Agence France Presse (via Grist) reports that Louisiana shrimpers have filed a lawsuit against rig operator BP, accusing it of negligence, seeking millions of dollars in damages for the catch they’re going to lose.
The Houston Chronicle reports that investigators had been noticing more oil rigs having “blowouts” during a procedure in which they cement the walls of undersea wells.
Grist has ongoing coverage—much from Agence France Presse—and commentary, including a piece by Keith Harrington speculating that the accident may lead to a better climate bill. Harrington points out that before Obama approved new drilling, “10 coastal state senators wrote a letter to their colleagues John Kerry (D-Mass.), Lindsey Graham (R-S.C.), and Joe Lieberman (I-Conn.) pressing the trio to keep expanded offshore drilling out of their now floundering climate and energy package.”
At The Atlantic, Andrew Sullivan writes, “If the Democrats do not use this disaster to advance the energy bill ASAP, they may miss a critical moment to escape the oil addiction even George W. Bush acknowledged in his final years.”
Grist’s Jonathan Hiskes thinks Sullivan has it only “half right,” though: “It is a critical moment that Democrats are insane not to use, but the KGL [Kerry-Graham-Lieberman] energy bill isn’t the plan we need—it’s the least-terrible bill that was believed to have a chance of passing in the Senate. Now, with this ongoing crisis changing the political climate, there should be an opening for a better bill.”

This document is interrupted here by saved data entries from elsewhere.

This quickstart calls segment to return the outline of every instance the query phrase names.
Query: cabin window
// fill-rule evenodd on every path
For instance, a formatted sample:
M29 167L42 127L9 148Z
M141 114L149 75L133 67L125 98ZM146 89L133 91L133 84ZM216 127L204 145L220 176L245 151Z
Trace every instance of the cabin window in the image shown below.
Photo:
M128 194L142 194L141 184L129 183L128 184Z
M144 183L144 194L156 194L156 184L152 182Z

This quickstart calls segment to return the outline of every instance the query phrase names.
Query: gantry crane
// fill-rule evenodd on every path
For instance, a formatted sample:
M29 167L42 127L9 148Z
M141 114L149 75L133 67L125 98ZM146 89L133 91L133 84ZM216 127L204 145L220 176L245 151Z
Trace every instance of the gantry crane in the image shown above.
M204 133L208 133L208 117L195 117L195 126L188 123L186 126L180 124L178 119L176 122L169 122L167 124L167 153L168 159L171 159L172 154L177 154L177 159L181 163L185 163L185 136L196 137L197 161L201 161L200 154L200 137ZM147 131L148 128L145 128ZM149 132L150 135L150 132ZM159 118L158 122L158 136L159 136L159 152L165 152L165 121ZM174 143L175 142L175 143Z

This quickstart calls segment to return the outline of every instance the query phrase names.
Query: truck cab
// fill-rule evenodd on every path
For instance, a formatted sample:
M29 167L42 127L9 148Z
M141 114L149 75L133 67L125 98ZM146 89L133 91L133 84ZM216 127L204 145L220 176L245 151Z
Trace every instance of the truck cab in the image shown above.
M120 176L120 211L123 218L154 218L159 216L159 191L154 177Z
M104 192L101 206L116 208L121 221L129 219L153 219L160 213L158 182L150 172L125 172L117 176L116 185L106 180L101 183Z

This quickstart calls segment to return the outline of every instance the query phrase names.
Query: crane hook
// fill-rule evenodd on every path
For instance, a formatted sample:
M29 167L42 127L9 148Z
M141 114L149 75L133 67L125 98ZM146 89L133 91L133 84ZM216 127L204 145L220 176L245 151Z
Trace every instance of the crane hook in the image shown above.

Kate Sheppard at Mother Jones noted that political winds were already shifting: “On Friday, environmental groups, many of which had indicated a willingness to accept some offshore drilling in a climate and energy bill in exchange for components like a price on carbon pollution and a renewable energy standard, were rallying in opposition to Obama’s plan. “We were willing to accept some new drilling, but this changes everything,” said Athan Manuel, director of the lands protection program at Sierra Club. “I can’t imagine there’s going to be any offshore drilling in this bill.”